Wednesday, August 5, 2015

ARC Review: The Dead House: Dawn Kurtagich

The Dead House
Dawn Kurtagich
Series: N/A
Genre: Young Adult, Thriller, Paranormal, Psychological
Release Date: September 15th, 2015
Publisher: Little, Brown Books for Young Readers
Rating: 3.5 out of 5 stars
Goodreads | Amazon | Book Depository

I grabbed an ARC of The Dead House at BEA and if I'm being honest I'm not entirely sure I actually did it on purpose. Well, I vaguely recall intentionally picking the book up (okay, I remember the straw bookmark poking out of the book) but I don't remember reading anything about the book or the blurb or whether I was even in that area for a reason.

It turned out to be a good decision.

The Dead House was so much better than I imagined it being and I kept finding myself drawn into the mystery. The story is kickstarted by a huge fire at Elmbridge High School in which three students are killed and one, Carly Johnson, goes missing. Twenty years later, a diary is found, and the case is reopened. The diary isn't Carly Johnson's though, it's Kaitlyn Johnson's. Records from their psychiatrist show a (rather peculiar) diagnosis of dissociative identity disorder, and it's implied Kaitlyn is a manifestation of this. However, as the story is told through the diary entries, video footage, tapes of their sessions with the psychiatrist, police records, online conversations, etc. another picture begins to unfold of possible something deeper and darker being at play than a personality disorder.

I really liked the way the book was put together with the diary entries and the transcribed tapes and such all put together. I thought it gave it a nice edge while still remaining cohesive enough to tell the story. I'm usually not a fan of found footage films because I find them boring and this didn't read like the literary version of those or anything so I think Kurtagich was on the right track if that was anyone's concern. Also, speaking of the diary entries, I really liked the way they showcased Kaitlyn's descent into feeling crazy and followed, because it was just the right amount of creepy and dramatic and made it really effective.

In the same vein, the actual writing style, especially of the diary entries, was also effective. For example, I thought this one line was excellently written (note, this is an ARC and any quotes are subject to change in the finished copy):

"Some people say the night blooms. I've always said it cuts. Like a guillotine." 
It was a comment that stuck and kindof shows the jarring narrative style of Kaitlyn. She crosses out a lot of words and you're left with things like "Before my parents died left went away" which gives an air of panic and choppiness and added to her character and the way she advanced the story.

The characters were interesting to read in the literal sense of the word. I mean, some of them were more fun than others, but when it comes down to it, I was more intrigued than entertained (not in a bad way). Even with characters like Naida, who was Carly's friend and went to the high school, I was waiting to see what she'd do, if she'd screw anything up or help them, or if she could be trusted. I was interested in watching her more than being amused by her toting her video camera around everywhere she goes. When it got to Carly and Kaitlyn, I was especially interested. I wanted to know about who they were and how their situation worked, like: if Carly existed in the daytime and Kaitlyn existed at night, did their body ever sleep or get rest?
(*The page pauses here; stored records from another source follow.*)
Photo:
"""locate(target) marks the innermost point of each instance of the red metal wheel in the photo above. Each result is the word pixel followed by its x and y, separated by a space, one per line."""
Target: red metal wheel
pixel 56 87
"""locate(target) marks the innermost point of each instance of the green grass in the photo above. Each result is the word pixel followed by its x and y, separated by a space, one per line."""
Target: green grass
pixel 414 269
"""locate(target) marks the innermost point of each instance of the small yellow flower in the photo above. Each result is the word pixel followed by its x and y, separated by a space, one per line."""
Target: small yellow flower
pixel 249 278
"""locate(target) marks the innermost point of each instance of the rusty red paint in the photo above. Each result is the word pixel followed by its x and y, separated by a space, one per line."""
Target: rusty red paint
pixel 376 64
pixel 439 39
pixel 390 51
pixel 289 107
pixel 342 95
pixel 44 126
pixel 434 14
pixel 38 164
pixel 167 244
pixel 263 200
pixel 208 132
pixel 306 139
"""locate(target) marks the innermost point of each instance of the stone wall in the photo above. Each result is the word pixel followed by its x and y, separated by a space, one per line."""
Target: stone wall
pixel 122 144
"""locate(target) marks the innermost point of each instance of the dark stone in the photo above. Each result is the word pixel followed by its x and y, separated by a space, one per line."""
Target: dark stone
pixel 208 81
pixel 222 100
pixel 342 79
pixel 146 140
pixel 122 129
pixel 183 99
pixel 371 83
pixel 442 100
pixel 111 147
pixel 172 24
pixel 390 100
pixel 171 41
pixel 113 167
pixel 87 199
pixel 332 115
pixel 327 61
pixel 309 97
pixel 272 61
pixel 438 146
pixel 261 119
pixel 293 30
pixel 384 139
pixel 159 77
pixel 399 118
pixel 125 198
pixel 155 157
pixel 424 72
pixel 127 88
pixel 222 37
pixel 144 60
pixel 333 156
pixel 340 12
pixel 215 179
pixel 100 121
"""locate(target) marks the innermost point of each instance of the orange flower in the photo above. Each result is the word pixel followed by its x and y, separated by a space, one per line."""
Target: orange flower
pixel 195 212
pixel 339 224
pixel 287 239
I was also really interested in delving into the psychological aspects of the character -- was Kaitlyn actually an alter personality created by Carly? -- and I really liked the way the book went into that with the transcripts of the conversations with their doctor. It provided a nice solid background of information on them and set the stage for some of their actions later in the book. On the other hand, the book also delves into the paranormal quite a bit, and it's up to the reader to see which reasoning they can get behind more.

While I did which some of the parts of the book had been more elaborated on -- Naida's voodo magic for one (actually I wasn't a fan of her whole Mala thing at all I would've nixed it) -- I enjoyed the book and thought it wasn't too predictable and was nice and creepy and had an interesting (though not totally unexpected) ending. I usually probably wouldn't have gone for a book like this if I saw it lying around or on a shelf so I'm glad I took the chance and my review doesn't really capture the essence of the book. I definitely would recommend it, although if you're really easily creeped out or scared, maybe you should skip this one.

- Noor

Have you ever gotten into a fight with yourself?